The majority of our time is spent on designing and scaling systems that combine deep learning-based personalization with generative AI to create adaptive, real-time user experiences. This includes building LLM-powered agents for product enrichment, optimizing MTML/TTE pipelines, and experimenting with end-to-end personalization loops across content, UX, and ranking.
And what was the motivation behind your talk?
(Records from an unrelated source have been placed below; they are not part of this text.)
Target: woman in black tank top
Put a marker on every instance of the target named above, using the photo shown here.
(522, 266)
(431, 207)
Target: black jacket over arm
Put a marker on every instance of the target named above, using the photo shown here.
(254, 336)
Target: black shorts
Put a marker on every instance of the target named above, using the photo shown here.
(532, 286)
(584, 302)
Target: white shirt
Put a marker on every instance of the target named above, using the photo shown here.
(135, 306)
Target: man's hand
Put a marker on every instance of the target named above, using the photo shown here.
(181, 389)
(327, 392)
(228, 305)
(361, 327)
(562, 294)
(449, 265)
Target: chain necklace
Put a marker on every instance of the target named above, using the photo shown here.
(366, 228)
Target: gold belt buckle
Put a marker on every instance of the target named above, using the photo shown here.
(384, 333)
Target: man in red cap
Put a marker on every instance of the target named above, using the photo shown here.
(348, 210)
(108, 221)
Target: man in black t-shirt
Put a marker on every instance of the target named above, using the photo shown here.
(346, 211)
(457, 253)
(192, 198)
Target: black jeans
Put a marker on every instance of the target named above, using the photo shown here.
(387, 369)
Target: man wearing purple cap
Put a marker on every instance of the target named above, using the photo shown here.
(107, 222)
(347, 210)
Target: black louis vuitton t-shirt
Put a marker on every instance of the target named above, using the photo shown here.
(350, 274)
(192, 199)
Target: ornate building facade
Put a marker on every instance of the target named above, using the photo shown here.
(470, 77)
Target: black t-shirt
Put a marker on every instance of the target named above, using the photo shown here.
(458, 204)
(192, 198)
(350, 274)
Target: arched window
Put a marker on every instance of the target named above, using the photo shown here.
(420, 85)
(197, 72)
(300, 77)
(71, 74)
At DoorDash, we’ve seen first-hand how marrying structured predictive models with the generative capabilities of LLMs unlocks entirely new capabilities in product personalization and customer engagement. We believe this is a direction many in the ML community are just beginning to explore, and we want to share our lessons — both technical and organizational — to help others accelerate this convergence. QCon offers the ideal audience for these learnings: technically deep, practically oriented, and curious about real-world AI deployments at scale.
Speaker
Sudeep Das
Head of Machine Learning and Artificial Intelligence, New Business Verticals @DoorDash, Previously Machine Learning Lead @Netflix, 15+ Years in Machine Learning
Sudeep Das is the Head of Machine Learning and Artificial Intelligence, New Business Verticals, at DoorDash, leading Personalization, Search, and Product Catalog, and Fulfillment & Inventory related ML applications within the New Verticals. He was previously a Machine Learning Lead at Netflix, where his main focus was on developing the next generation of machine learning algorithms to drive the personalization, discovery and search experience in the product. Sudeep has had more than fifteen years of experience in machine learning applied to both large scale scientific problems, as well as in the industry. He is a frequent speaker at RecSys, SIGIR, ICML, ReWork, MLConf, Nordic Media Conference, and other machine learning conferences. He holds a PhD in Astrophysics from Princeton University.
Speaker
Pradeep Muthukrishnan
Head of Growth for New Business Verticals @DoorDash, Previously Founder & CEO @TrustedFor, 15+ Years in Machine Learning
Pradeep is the Head of Growth for New Business Verticals at DoorDash, where he leads end-to-end growth efforts across personalization, targeting, lifecycle marketing, off-platform acquisition, and new product experiences. His work spans emerging categories like grocery, convenience, alcohol and retail. Before DoorDash, Pradeep was the founder and CEO of TrustedFor, a Y Combinator-backed startup that reimagined professional networking through high-fidelity recommendations. A serial builder, he has bootstrapped successful recruiting ventures and launched multiple 0-to-1 products at early-stage startups. Pradeep holds a PhD in Machine Learning from the University of Michigan and has spent the last 15 years applying cutting-edge ML research to drive growth across consumer marketplaces.